Before, image recall and identity assignment ran through a synchronous system that slowed down under load. By rebuilding it as an event-driven architecture with clear queues and backpressure handling, the team significantly improved performance and resiliency.
They also invested in:
- Tighter reliability targets and monitoring
- Automated cleanup for pipeline failures
- Stronger test coverage across identity write paths
- Local development environments that reduce debugging time from days to hours
These backend improvements may not be visible to customers, but they directly improve the consistency and trustworthiness of the products fleets rely on every day.
Building AI workflows for engineers
Saravana says one of the most exciting parts of working at Motive is how his team uses AI — not as a novelty, but as a critical part of the engineering workflow.
His team has built internal AI workflows that help:
- Break design docs into scoped engineering tickets
- Guide implementation with built-in checks
- Resolve pull request feedback
- Clean up legacy code after rollouts
This AI-first development approach helps engineers spend less time on repetitive work and more time on architectural decisions and customer impact.
That investment in engineering velocity is helping the team build faster while maintaining quality — especially important in a platform that operates at the intersection of edge AI, distributed systems, and global privacy requirements.
Why our work matters
For Saravana, the most rewarding part of engineering at Motive is seeing how backend infrastructure improvements translate directly into better outcomes for customers.
When Driver ID is accurate, fleets can automatically assign trips to the right drivers without manual cleanup.

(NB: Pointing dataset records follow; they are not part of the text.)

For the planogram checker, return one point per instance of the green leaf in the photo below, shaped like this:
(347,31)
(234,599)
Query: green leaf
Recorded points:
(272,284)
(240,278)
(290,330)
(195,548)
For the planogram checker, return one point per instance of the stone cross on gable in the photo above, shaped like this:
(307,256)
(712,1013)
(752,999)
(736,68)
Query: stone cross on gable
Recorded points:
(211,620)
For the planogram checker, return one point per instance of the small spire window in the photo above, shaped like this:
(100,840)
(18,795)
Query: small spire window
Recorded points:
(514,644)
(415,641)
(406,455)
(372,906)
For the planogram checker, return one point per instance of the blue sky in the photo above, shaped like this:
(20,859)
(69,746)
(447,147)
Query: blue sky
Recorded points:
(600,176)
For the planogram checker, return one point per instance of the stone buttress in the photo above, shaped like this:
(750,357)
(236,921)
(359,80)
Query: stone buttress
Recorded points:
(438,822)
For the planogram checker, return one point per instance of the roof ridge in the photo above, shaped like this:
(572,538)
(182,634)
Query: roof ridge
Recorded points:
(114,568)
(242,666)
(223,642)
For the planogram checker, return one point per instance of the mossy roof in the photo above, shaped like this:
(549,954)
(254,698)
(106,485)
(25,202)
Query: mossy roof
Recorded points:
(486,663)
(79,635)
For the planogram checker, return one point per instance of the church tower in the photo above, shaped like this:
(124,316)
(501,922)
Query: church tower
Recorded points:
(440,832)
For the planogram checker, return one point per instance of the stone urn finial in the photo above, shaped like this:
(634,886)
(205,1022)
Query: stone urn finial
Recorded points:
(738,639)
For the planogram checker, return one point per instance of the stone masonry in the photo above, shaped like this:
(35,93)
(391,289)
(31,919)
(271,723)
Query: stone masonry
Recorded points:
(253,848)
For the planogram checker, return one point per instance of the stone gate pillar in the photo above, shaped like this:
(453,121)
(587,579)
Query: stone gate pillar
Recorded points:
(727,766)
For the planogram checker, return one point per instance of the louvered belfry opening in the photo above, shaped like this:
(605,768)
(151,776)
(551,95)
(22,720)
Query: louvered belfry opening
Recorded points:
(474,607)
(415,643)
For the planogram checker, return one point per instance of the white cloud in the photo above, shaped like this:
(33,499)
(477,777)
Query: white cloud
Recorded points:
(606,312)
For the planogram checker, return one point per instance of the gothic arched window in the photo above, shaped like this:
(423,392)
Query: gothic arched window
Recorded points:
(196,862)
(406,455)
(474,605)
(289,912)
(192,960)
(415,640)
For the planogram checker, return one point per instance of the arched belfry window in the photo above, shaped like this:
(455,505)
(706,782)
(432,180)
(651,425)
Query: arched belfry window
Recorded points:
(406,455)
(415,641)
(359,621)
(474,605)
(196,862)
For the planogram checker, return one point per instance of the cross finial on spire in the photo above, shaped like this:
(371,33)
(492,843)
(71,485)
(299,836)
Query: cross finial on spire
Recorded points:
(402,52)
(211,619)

Safety teams can immediately connect risky driving events to the correct person, making coaching faster and more effective. Compliance teams can rely on accurate driver records for hours-of-service reporting, reducing administrative burden and lowering audit risk. And with greater visibility into who is operating each vehicle, fleet managers can improve accountability across safety, fuel usage, and day-to-day operations.
These improvements may happen behind the scenes, but the impact is immediate: safer fleets, less manual work, stronger compliance, and more confidence in the data teams rely on every day.
That’s what makes the work so meaningful. At Motive, engineering teams aren’t just building backend systems — they’re building the intelligence layer that helps the physical economy run safer, smarter, and more efficiently.